In any case, some good news did come in today: by June 25 the Greek national healthcare service EOPYY will have paid off what it owes pharmacie, the radio station SKAI was told by EOPYY chairman Gerasimos Voudouris. Over the past few months, the suspension of medicine on credit to beneficiaries by pharmacies (which are owed some 762 million euros, and which have repeatedly staged forms of protest) has also given rise to problems regarding tourism, since many foreigners have called off trips to Greece out of concern that if they were to suffer health problems they would not be able to buy any medication to treat them.
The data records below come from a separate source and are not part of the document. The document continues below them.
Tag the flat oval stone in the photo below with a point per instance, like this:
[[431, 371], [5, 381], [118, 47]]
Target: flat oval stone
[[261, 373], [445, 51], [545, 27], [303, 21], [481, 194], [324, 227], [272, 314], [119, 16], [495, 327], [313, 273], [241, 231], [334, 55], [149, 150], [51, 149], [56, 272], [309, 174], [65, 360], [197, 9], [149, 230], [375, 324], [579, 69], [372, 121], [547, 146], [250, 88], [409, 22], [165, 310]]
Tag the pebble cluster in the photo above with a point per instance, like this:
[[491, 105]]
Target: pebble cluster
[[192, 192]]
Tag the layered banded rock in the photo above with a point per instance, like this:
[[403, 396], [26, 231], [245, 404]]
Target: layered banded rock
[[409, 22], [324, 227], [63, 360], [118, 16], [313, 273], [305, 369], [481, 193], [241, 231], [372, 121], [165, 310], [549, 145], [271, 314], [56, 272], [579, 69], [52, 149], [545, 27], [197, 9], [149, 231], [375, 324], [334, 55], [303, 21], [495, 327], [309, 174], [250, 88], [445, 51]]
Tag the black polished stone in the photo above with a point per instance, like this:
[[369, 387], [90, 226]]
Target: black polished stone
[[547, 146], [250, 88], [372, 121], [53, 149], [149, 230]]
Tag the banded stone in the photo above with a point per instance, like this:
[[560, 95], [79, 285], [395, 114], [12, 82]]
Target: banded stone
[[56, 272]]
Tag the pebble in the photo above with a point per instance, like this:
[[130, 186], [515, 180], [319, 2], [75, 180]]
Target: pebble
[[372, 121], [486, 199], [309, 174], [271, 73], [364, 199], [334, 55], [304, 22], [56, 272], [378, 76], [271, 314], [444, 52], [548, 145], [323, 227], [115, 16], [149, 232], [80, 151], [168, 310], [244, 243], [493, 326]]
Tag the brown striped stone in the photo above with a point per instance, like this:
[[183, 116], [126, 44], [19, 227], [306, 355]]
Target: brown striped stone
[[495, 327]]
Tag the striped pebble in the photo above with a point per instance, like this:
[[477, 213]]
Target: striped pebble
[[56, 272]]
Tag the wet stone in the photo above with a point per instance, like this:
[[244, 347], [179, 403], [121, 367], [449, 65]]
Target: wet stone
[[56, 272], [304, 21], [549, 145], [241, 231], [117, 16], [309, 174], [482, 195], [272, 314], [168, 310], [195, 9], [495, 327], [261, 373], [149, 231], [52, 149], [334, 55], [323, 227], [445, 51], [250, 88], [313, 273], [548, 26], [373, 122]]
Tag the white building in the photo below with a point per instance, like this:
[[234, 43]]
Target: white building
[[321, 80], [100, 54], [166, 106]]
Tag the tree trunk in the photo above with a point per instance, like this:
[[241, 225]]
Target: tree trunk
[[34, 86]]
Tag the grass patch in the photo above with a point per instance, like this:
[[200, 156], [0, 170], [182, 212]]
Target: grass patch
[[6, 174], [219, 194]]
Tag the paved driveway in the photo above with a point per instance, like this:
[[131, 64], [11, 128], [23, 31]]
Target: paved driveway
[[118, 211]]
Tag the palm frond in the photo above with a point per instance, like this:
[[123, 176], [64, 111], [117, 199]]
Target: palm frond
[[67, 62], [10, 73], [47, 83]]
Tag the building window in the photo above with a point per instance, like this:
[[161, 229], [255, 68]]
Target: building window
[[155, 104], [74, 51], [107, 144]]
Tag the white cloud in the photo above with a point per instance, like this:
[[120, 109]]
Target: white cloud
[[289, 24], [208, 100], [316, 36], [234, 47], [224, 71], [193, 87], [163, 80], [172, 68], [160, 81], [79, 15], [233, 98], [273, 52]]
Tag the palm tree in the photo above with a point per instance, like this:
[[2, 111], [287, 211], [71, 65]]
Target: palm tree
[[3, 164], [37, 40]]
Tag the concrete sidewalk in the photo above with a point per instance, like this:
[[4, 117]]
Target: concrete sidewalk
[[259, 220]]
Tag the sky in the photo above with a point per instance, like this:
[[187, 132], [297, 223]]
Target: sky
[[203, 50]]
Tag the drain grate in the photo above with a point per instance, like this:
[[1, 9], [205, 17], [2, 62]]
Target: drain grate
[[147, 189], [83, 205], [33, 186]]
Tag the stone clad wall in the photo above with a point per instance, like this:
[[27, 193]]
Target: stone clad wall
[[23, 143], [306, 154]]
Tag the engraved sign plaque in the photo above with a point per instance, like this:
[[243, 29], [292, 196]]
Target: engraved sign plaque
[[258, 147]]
The Greek healthcare system (where it is common practice to slip a few bribes - 'fakelakia' in Greek - to personnel to ensure good treatment) had until the crisis still been ''generous'' enough to welcome in all, despite widespread problems with its administration and the almost exclusively political appointments at the managerial level of the 133 public hospitals. Now many ill people are at risk of losing their lives, since the lack of funds is affecting healthcare services. In Chaidari (Athens suburb), hospital personnel report a lack of cotton, catheters, gloves and paper sheets to cover operating tables: and so the latter are reused, with serious risks for the resulting hygienic conditions. Meanwhile, examinations are growing shorter, since the lines are longer and doctors are forced to take on ever more gruelingly long hours. And some may not get the care they need in the time they need, or not be examined with the necessary care for a correct diagnosis. IMF recommendations are partially to blame for this: healthcare spending must remain under 6%, compared with the current 10%.
And how to do it involves not spending as much on medications, the costs of which have risen steadily over the past decade. The IMF claims it is necessary to cut 2 billion euros from the amount spent in 2010. Those critical of this hard-line stance say that lacking overall reform of the healthcare system, these cuts will only mean less medicine for those who need it. And amid the crisis and surging unemployment levels, many are not even able to pay the contribution required of them (which has risen to 20% of the cost of the medicine). Yet once more the Greek crisis has shown its true face: not the figures which remain at the abstract level in terms of finances and debt, but the real-life suffering of those who (the vast majority) are in no way to blame for the crisis but are being hit hard by it.